My scientific career followed a similar path. I was always a bit fair-to-middling at school. I wasn’t into sports enough to stand out, despite being over six feet tall by the time I was sixteen. No matter how much my basketball coach yelled and cajoled and begged, I couldn’t get it together on the court. Academically, I was interested in my subjects, but high school science class failed to inspire and I saw no future in being able to conjugate verbs in a long dead language, or list the wives of Henry VIII.

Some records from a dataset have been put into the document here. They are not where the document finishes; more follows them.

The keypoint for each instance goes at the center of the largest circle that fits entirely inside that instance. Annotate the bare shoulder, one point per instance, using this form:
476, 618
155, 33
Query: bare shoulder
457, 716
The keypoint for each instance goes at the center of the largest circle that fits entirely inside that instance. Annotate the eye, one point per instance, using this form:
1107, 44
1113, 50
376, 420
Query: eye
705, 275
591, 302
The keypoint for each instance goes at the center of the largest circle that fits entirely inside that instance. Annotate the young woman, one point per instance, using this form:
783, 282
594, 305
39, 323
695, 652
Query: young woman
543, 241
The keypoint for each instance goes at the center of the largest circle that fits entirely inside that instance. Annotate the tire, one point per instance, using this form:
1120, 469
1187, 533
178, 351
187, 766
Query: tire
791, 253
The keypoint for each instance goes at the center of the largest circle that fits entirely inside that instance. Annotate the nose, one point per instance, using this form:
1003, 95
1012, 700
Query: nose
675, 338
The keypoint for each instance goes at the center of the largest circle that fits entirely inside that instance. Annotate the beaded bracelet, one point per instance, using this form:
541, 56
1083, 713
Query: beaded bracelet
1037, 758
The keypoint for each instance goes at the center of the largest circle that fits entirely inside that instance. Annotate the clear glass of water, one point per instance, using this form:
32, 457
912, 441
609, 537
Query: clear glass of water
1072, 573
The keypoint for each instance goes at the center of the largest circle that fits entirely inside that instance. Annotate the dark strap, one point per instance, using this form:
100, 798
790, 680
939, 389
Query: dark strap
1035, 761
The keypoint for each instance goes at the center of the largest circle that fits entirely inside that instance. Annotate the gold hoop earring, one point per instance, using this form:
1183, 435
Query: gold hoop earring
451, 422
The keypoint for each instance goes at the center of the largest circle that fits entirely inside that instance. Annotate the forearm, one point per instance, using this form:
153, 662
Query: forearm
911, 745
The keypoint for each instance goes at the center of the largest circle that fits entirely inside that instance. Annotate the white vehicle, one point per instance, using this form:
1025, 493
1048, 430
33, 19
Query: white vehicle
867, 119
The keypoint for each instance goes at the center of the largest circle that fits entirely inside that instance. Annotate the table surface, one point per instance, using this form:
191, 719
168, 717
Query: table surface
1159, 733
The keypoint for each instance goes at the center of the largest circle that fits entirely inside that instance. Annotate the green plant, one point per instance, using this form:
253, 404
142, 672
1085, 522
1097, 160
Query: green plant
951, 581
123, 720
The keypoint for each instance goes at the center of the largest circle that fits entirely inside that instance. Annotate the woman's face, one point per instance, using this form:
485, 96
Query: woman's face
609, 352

I was, you might say (and my parents often did), a perennial CDB (‘could do better’). The same was true at university, much to the despair of some of my tutors who obviously saw something in me I didn’t notice when I looked in the mirror. I enjoyed studying biology, but girls, beer and playing in a rock band seemed much more fun.
As graduation loomed, I was facing banishment from the castle, or at least the prospects of the dole office and temp work, when a Kindly Old Wizard took pity on me. He was a professor in the Cell Physiology department and needed a technician. At the time the work seemed daunting, but in retrospect it was a piece of cake. And as long as I did reasonably well at preparing tissue slices, I was allowed further into the inner sanctum – the electrophysiology lab. I was speechless the first time I watched The Prof or Postdoc Matt do patch-clamp experiments: carefully forming a giga-ohm seal between a micro-pipette and the membrane of a brain cell, and then manipulating the very workings of the cell itself in order to probe its deepest electrical secrets.
Within a short period of time I was absolutely hooked. And looking back, I think that’s what The Prof thought would happen. I really wanted to learn more – the world of biology had come alive in a truly amazing way. No more dry and dusty textbooks, no more daft and destined-to-fail lab experiments that I only half understood. Here was real life, real knowledge waiting to be probed and interrogated, begging to be understood. I would go half-crazy every time I asked a question and the reply was “well, we’re not sure. We think…”. How could you not know? How could all these things still be hidden away?
There was only one choice in my life from then on. I had to take the next step on the path to becoming a true Mage. Or in other words, I had to get my Ph.D. Being a technician had given me valuable insight into how hard this was likely to be. Not hard like having to face off an army of Orcs and Dark Elves with a dwindling supply of Dragon’s Bane and a broken wand or anything, but hard graft none-the-less. I saw the strain the others went through – the graduate students, the postdocs, the professors, each facing their own private agonies: students desperately trying to understand, postdocs desperately trying to be perfect, professors desperately trying to get enough grant money to keep everyone employed. But all of this didn’t faze me, and it still doesn’t.
I’m past graduate school now. I passed the final test at my Institute of Dark and Arcane Magicks. At my thesis defense, I was put on trial by a team of Wizards, I faced them, and I survived. Now I’m a postdoc – a Journeyman, you might say, working for a new Master at new institute, allowed some freedoms, but not yet ready to be a Master myself and to take on my own apprentice. Before this happens, I need to learn and perfect my art, hone my skills and stay hungry for the first chance I get to strike off alone.